Targets of 2007 have been set for the beginning of operations by the C$750-million (US$560-million) Irving project and the C$420-million (US$315-million) Anadarko-Access Northeast development. The New Brunswick and Nova Scotia projects each propose initial capacity of 1 Bcf/d. The Access Northeast design calls for construction of facilities capable of being rapidly expanded to 1.5 Bcf/d.

All three Canadian projects also claim to be exceptions to the rule — chiefly in the U.S.– that environmental resistance can be expected to delay or outright stop LNG terminal projects. Along with Irving Oil in New Brunswick, the Bear Head project in Nova Scotia has environmental approvals. The Irving project only adds some facilities to a major oil port that has operated for more than 30 years.

Along with approval by a federal-provincial environmental assessment, Anadarko inherited from Access Northeast a highly supportive relationship with the Nova Scotia government, which is the project’s landlord in the Point Tupper Industrial Park about 120 miles northeast of Halifax. The provincial government went on the record as an enthusiastic supporter when the LNG project negotiated its 160-acre lease.

The Rabaska group points out its project represents only a modest addition to port facilities and ship traffic along one of the world’s busiest sea routes. The Quebec City area is already home to a variety of heavy marine operations including one of the continent’s biggest shipyards. Rabaska predicts it would generate only a 1% increase in ship traffic in the St. Lawrence, where the volume averages 5,000 to 7,000 vessels per year. The shipping already includes oil tankers, chiefly delivering crude from the North Sea for central Canadian and eastern and midwestern U.S. markets.

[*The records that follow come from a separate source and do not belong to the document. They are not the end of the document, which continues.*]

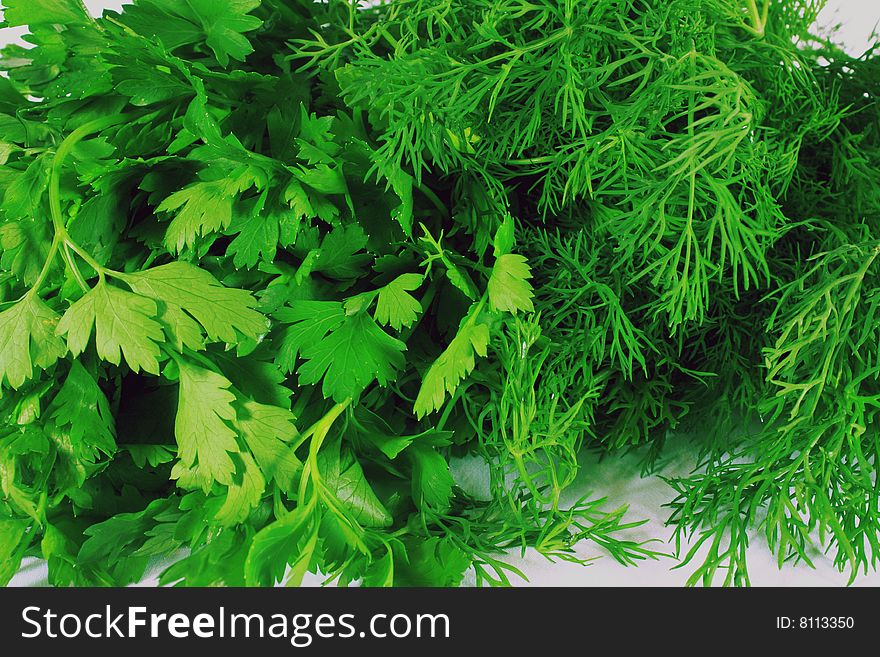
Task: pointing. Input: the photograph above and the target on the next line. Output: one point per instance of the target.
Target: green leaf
(290, 539)
(14, 539)
(205, 438)
(223, 312)
(267, 430)
(82, 408)
(341, 472)
(453, 365)
(431, 483)
(504, 237)
(220, 24)
(28, 339)
(244, 493)
(395, 306)
(433, 562)
(202, 208)
(124, 322)
(347, 352)
(509, 289)
(257, 240)
(36, 12)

The economic reasoning behind all three Canadian LNG projects echoes the industry outlook documented by the NEB. The virtually unanimous verdict is that conventional gas production in western Canada is peaking and will either soon enter decline or already has. Expansion of the Sable Offshore Energy Project or development of new platforms nearby in Nova Scotia waters have largely dropped off the industry table, due to drilling disappointments and a deferral of the Deep Panuke project by EnCana Corp. No date has been set yet for reviving Deep Panuke even though step-out wells attempting to raise the site’s reserves have generated some encouragement, EnCana executives told a recent financial results teleconference.

More optimistic opinion about Canadian supplies relies on hopes for a revival of expensive exploration out into the nation’s gas “near frontier” in northern British Columbia. Otherwise, heavy reliance is being put on the proposed Mackenzie Gas Project and coalbed methane. Although the Mackenzie consortium still hopes to file for construction this summer, few in the industry believe “cultural issues” led by unresolved aboriginal land claims will permit northern gas to reach markets before 2010 if then.

With coalbed methane still in its infancy in Canada, projections of its performance remain modest. The NEB expects CBM output to reach 100 MMcf/d this year and gradually increase. The NEB acknowledges that some specialists say it may be too pessimistic with a forecast that CBM will take until 2010 to reach output of 1 Bcf/d. The board also observes there still only has been “mixed success” due to differences between Canadian and U.S. coal deposits that continue to make tapping them north of the border a technological challenge. The geological and technical issues continue to spell “significant uncertainty surrounding the future of CBM development,” the NEB said.